O ano ainda mal começou e já sinto que vou atrasado para algum lado. Para onde? Para a próxima série, filme ou qualquer outro conteúdo audiovisual que está a ser tão devorado no dia de estreia, que rapidamente se torna num tópico de conversa. “Já viste o não sei quê?” e a resposta mais comum é um tímido “ainda não”, uma promessa que provavelmente nunca vamos cumprir.
Tenho saudades de esperar uma semana por um episódio novo. Podia acompanhar três séries em simultâneo, mas cada dia era reservado a uma só. Agora, é anarquia. É óptimo que existam muitas, de todos os tipos e feitios, para todos gostos, mas será que estamos a reflectir tanto quanto cada série, filme ou documentário nos pede? Onde antes ficava um vazio para deixar crescer a saudade, o entusiasmo e a imaginação sobre o que vai acontecer a seguir, hoje está um cronómetro apelativo e (quase sempre) irresistível: “próximo episódio em 5, 4, 3, 2, 1” e nem perguntam se precisas de ir à casa de banho primeiro.

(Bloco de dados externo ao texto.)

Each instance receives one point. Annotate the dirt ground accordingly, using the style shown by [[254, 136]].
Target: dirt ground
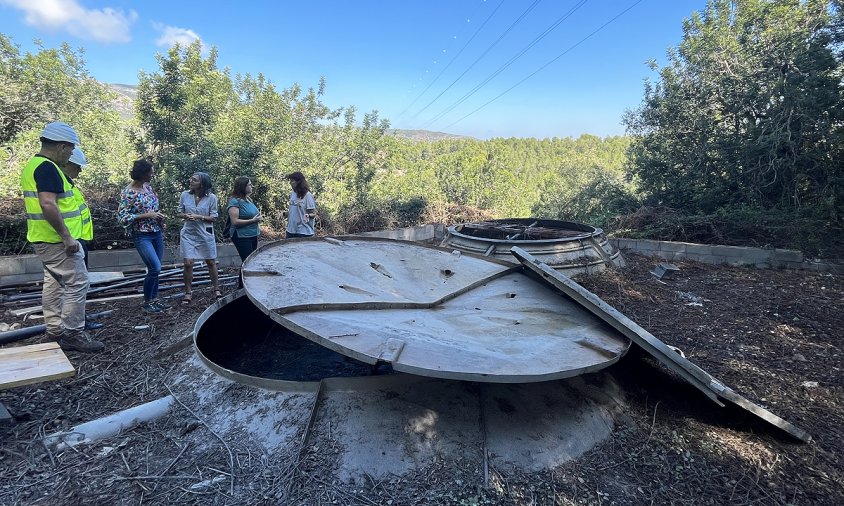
[[772, 336]]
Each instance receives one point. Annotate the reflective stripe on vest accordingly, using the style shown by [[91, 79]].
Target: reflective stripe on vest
[[38, 229], [87, 224]]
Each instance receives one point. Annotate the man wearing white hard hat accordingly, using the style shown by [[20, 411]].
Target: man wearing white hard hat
[[54, 227], [72, 169]]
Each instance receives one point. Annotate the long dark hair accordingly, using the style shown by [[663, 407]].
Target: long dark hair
[[140, 168], [240, 184], [205, 181], [300, 185]]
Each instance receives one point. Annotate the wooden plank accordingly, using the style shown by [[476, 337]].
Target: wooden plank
[[24, 365], [100, 277], [700, 379]]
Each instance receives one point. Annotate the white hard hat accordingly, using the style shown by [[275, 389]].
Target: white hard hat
[[78, 157], [58, 131]]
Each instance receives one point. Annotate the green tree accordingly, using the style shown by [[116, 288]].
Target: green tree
[[746, 114], [50, 85]]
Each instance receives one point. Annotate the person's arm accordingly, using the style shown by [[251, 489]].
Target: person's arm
[[213, 205], [50, 209], [180, 211], [234, 217], [310, 206]]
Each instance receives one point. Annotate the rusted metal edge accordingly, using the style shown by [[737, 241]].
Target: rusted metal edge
[[700, 379]]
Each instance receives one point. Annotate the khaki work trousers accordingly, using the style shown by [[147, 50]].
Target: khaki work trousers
[[65, 287]]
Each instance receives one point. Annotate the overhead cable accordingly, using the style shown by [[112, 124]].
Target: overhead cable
[[509, 62], [581, 41], [453, 58], [513, 25]]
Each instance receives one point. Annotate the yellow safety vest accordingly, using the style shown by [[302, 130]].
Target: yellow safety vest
[[38, 229], [87, 224]]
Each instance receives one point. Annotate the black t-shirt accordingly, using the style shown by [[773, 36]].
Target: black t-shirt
[[48, 179]]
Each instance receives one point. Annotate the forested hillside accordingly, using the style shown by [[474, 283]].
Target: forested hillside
[[738, 140]]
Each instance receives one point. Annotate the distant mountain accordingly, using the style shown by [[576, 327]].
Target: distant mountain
[[128, 93], [125, 101], [424, 135]]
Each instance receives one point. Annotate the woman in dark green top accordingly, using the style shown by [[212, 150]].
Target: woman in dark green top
[[244, 216]]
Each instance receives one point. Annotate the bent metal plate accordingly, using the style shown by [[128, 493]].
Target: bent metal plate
[[427, 310]]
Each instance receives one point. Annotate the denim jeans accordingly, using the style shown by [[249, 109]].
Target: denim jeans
[[150, 246]]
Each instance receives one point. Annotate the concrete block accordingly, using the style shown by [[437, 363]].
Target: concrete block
[[102, 260], [753, 255], [698, 249], [646, 245], [697, 257], [127, 258], [675, 247], [729, 251]]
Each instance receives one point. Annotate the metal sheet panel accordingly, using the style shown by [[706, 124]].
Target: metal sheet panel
[[427, 310]]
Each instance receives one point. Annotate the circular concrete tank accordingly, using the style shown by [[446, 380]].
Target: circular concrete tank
[[568, 247]]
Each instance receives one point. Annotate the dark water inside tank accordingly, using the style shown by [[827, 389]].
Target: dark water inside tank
[[241, 338]]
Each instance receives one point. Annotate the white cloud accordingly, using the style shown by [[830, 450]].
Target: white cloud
[[103, 25], [171, 35]]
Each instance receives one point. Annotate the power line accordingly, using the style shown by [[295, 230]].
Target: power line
[[547, 64], [501, 69], [519, 19], [453, 58]]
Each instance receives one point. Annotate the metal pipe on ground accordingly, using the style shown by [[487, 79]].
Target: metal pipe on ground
[[10, 336]]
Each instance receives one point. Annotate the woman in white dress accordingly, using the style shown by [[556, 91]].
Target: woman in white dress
[[198, 208], [301, 214]]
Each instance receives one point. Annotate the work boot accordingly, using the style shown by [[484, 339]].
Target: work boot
[[151, 307], [160, 304], [79, 340], [89, 325]]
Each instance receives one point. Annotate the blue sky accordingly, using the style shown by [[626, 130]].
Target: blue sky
[[383, 54]]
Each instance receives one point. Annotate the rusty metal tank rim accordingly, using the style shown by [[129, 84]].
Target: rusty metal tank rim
[[589, 231], [352, 384]]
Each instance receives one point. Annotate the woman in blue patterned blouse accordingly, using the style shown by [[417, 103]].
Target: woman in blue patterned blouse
[[138, 212]]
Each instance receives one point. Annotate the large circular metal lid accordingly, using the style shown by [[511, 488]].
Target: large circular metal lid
[[427, 310]]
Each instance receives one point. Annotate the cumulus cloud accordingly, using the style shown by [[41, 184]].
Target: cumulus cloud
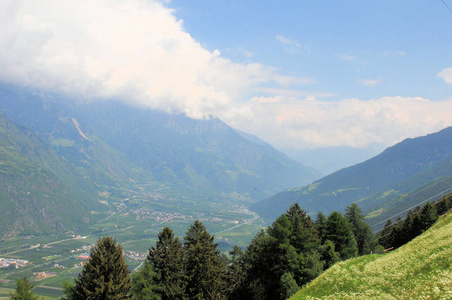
[[345, 57], [134, 50], [299, 123], [446, 75], [139, 52], [290, 45], [369, 82]]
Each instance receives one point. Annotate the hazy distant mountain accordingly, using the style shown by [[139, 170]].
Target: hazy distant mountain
[[331, 159], [39, 191], [116, 144], [396, 172]]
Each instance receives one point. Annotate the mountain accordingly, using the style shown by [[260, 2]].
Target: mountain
[[114, 144], [417, 270], [39, 191], [398, 170]]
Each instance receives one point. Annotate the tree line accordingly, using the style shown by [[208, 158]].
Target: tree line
[[278, 261], [415, 223]]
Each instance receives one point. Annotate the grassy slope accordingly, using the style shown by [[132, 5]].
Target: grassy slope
[[422, 269]]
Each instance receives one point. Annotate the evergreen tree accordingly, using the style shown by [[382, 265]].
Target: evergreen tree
[[304, 236], [385, 235], [23, 290], [143, 285], [328, 255], [104, 276], [361, 231], [167, 261], [339, 232], [407, 230], [235, 272], [288, 286], [320, 225], [428, 216], [204, 265]]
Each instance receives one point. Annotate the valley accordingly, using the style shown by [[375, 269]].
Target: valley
[[134, 219]]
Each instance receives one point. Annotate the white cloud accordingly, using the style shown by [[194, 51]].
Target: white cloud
[[134, 50], [290, 45], [290, 122], [369, 82], [393, 53], [446, 75], [345, 57]]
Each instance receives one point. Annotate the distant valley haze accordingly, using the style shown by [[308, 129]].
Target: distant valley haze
[[300, 76]]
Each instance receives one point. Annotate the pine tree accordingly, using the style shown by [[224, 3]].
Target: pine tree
[[104, 276], [339, 232], [385, 235], [428, 216], [204, 265], [23, 290], [143, 285], [167, 261], [235, 272], [288, 286], [328, 255], [304, 236], [361, 231], [320, 225]]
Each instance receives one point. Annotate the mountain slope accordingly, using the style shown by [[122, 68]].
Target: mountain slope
[[377, 175], [417, 270], [115, 144], [39, 191]]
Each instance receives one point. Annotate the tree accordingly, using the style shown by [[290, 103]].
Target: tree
[[328, 255], [104, 276], [235, 272], [428, 216], [143, 285], [320, 224], [167, 261], [339, 232], [385, 235], [288, 286], [23, 290], [204, 265], [361, 231]]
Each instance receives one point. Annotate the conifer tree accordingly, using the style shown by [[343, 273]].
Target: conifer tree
[[23, 290], [204, 265], [361, 231], [167, 261], [104, 276], [428, 216], [143, 285], [320, 225], [339, 232], [385, 235]]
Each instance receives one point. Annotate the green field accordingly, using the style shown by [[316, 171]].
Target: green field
[[421, 269]]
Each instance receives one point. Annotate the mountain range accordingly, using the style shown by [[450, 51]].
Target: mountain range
[[88, 148], [395, 180]]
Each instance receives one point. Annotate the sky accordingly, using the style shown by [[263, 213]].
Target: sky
[[298, 74]]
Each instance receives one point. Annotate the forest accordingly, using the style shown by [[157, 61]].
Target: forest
[[278, 261]]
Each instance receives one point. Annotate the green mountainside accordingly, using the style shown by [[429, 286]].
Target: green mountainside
[[381, 182], [116, 145], [39, 191], [420, 269]]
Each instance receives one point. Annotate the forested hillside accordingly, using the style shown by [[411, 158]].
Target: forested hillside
[[417, 270], [39, 191], [398, 171]]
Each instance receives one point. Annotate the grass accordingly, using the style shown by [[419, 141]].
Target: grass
[[422, 269]]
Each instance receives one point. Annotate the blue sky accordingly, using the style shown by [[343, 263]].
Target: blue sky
[[298, 74], [396, 47]]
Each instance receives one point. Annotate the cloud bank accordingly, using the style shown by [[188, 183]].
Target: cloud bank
[[137, 51]]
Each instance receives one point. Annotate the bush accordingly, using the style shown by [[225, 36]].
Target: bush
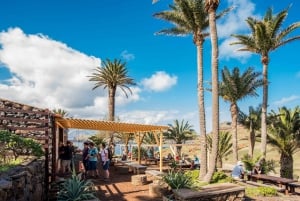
[[260, 191], [177, 180], [19, 145], [220, 177], [75, 189]]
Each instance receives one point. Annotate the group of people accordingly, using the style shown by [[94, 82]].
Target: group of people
[[90, 158], [66, 153], [238, 171]]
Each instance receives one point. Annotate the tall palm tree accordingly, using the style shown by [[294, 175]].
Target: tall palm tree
[[266, 35], [112, 75], [190, 17], [180, 132], [252, 123], [211, 6], [236, 86], [149, 139], [61, 112], [284, 135], [224, 148]]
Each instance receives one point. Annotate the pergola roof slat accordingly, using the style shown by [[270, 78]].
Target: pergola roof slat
[[107, 125]]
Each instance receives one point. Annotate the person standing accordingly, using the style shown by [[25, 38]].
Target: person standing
[[238, 171], [60, 156], [93, 158], [85, 159], [105, 161], [66, 158]]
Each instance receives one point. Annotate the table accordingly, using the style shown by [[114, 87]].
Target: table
[[275, 180]]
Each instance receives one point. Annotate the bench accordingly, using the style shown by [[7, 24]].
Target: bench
[[294, 185], [257, 184], [155, 174], [220, 191], [138, 169], [150, 160]]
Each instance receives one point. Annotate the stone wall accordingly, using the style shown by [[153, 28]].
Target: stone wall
[[24, 182]]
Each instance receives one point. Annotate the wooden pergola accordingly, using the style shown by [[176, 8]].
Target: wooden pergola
[[139, 130]]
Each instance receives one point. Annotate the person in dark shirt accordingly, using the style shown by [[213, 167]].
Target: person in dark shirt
[[60, 156], [66, 157], [85, 159]]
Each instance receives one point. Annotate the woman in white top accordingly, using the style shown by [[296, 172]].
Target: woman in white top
[[105, 160]]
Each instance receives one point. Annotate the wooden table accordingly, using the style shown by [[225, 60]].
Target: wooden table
[[275, 180]]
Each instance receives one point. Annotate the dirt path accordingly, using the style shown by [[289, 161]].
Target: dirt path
[[119, 188]]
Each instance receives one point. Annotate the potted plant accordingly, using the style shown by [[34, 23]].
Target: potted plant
[[76, 189]]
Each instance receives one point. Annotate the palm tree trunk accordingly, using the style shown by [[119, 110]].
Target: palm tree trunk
[[201, 106], [111, 109], [178, 148], [234, 112], [264, 107], [215, 90], [286, 166], [251, 141]]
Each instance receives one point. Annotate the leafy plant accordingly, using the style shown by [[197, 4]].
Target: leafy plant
[[19, 145], [177, 180], [135, 152], [220, 177], [75, 189], [260, 191]]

É assim que nasce a maratona. “Hoje vou fazer uma maratona de séries”. A minha pergunta é: porquê? Uma maratona é uma prova de resistência com um objectivo final. Será o nosso objectivo apenas ver mais uma e mais uma e mais uma, tal como os maratonistas fazem com as suas corridas? Quem corre por gosto não cansa, eu sei, mas quem corre muito com os olhos postos no fim, raramente aprecia o que está à sua volta.
Contra mim falo. Os enredos estão cada vez melhores, o suspense tira-nos o sono e já ninguém parece querer sonhar. Aceito e quero recomendações, mas não posso prometer nada. Aliás, decidi escrever um texto enquanto penso na próxima série que vou ver. Hipócrita? Nem por isso, é só uma luta que tento travar e continuo a perder para todas as plataformas de streaming.
Andamos a ver séries em série, como uma fábrica que não produz e apenas consome. Eu adoro ver uma série que me faça transbordar de emoções, que me inspire, que me faça despertar, pensar, reflectir, rir e chorar. Tal como o Soul acabou de fazer comigo. Ver o filme foi garantir a mim próprio que este texto faz sentido. O Soul é o melhor e mais querido abanão para um ano que nos atirou a todos ao tapete de alguma forma. E mais não digo que não quero ser spoiler, mas que é um filme bonito, é!
Apreciar e viver as coisas maravilhosas da vida, cada momento, importante ou banal, do sol aos pingos da chuva, do primeiro mergulho do ano ao banho diário, da ementa mais gourmet a uma torrada mesmo como eu gosto. Ou mesmo como tu gostas. Ou mesmo como você gosta. O ponto é: até uma torrada pode aquecer o coração de alguma forma. E entretanto, já me cheira a queimado. Volto já.